Avec un talent rare, Lao She mêle la fiction à l'Histoire. Mais "Quatre Générations Sous Le Même Toit" ne se contente pas d'être une fresque historique, ce roman constitue aussi une analyse minutieuse des diverses réactions que peut provoquer l'occupation de troupes ennemies sur le citoyen le plus banal.

Jamais Lao She ne se pose en juge. Il n'est pas de ceux qui, même s'ils n'ont pas vécu la période concernée, affirment de toute leur hauteur que non, jamais, au grand jamais, ils n'auraient collaboré. Bien au contraire, lui qui, pour l'avoir traversée en long et en large, connaît bien l'occupation japonaise à Pékin, dissèque les motivations les plus profondes des ses héros sans blâmer ceux qui n'ont pas officiellement pris parti pour la Résistance.

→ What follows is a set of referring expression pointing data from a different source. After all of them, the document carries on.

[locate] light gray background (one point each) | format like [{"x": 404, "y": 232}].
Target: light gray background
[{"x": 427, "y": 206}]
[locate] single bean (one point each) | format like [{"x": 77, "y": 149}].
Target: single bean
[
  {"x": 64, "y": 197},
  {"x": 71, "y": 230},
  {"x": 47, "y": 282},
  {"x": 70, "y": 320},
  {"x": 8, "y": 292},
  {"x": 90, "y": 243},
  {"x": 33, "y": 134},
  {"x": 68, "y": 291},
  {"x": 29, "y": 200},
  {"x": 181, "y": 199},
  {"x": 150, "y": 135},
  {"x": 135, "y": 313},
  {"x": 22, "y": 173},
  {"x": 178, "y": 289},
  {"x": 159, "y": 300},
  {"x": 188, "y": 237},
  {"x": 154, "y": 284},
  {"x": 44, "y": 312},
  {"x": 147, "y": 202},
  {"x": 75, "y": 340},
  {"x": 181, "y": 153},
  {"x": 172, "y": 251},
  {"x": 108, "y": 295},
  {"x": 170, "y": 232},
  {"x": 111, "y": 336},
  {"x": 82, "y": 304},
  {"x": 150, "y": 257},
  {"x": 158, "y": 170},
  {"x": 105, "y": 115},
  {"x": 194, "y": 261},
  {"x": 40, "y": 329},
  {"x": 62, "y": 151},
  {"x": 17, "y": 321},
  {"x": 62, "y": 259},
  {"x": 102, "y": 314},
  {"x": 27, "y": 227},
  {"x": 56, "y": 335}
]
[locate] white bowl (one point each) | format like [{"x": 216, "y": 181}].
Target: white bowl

Si l'on excepte des personnages comme les Japonais ou Lan Dongyiang, que l'on peut qualifier d'irrécupérablement mauvais, les protagonistes de l'intrigue, qu'ils collaborent, résistent ou se contentent de subir, faute de moyens de se battre, sont présentés sans aucun manichéisme. Parmi eux, la Grosse Courge Rouge pour les collaborateurs et Qian Moyin pour la Résistance se révèlent d'une complexité remarquable, chacun se donnant en quelque sorte la réplique au coeur des mutations engendrées par la guerre et l'occupation.

Plus que la méchanceté pure, Lao She dénoncent avant tout l'égoïsme, la peur et la volonté de préserver son petit confort moral comme les principaux responsables du comportement de ses semblables. S'il s'attarde évidemment à analyser l'attitude de ses compatriotes, il n'en réfléchit pas moins à celle des Japonais. Les militaires sont pour lui sans pitié. Mais, si puissante que soit sa rancoeur personnelle envers l'empire du Soleil-Levant, le romancier laisse néanmoins une petite ouverture, un tout petit espoir à l'avenir du Japon en la personne du vieille Japonaise, devenue voisine de M. Qi, et qui, peut-être parce qu'elle est femme, mère et grand-mère, ne semble nourrir aucune illusion sur l'issue du conflit.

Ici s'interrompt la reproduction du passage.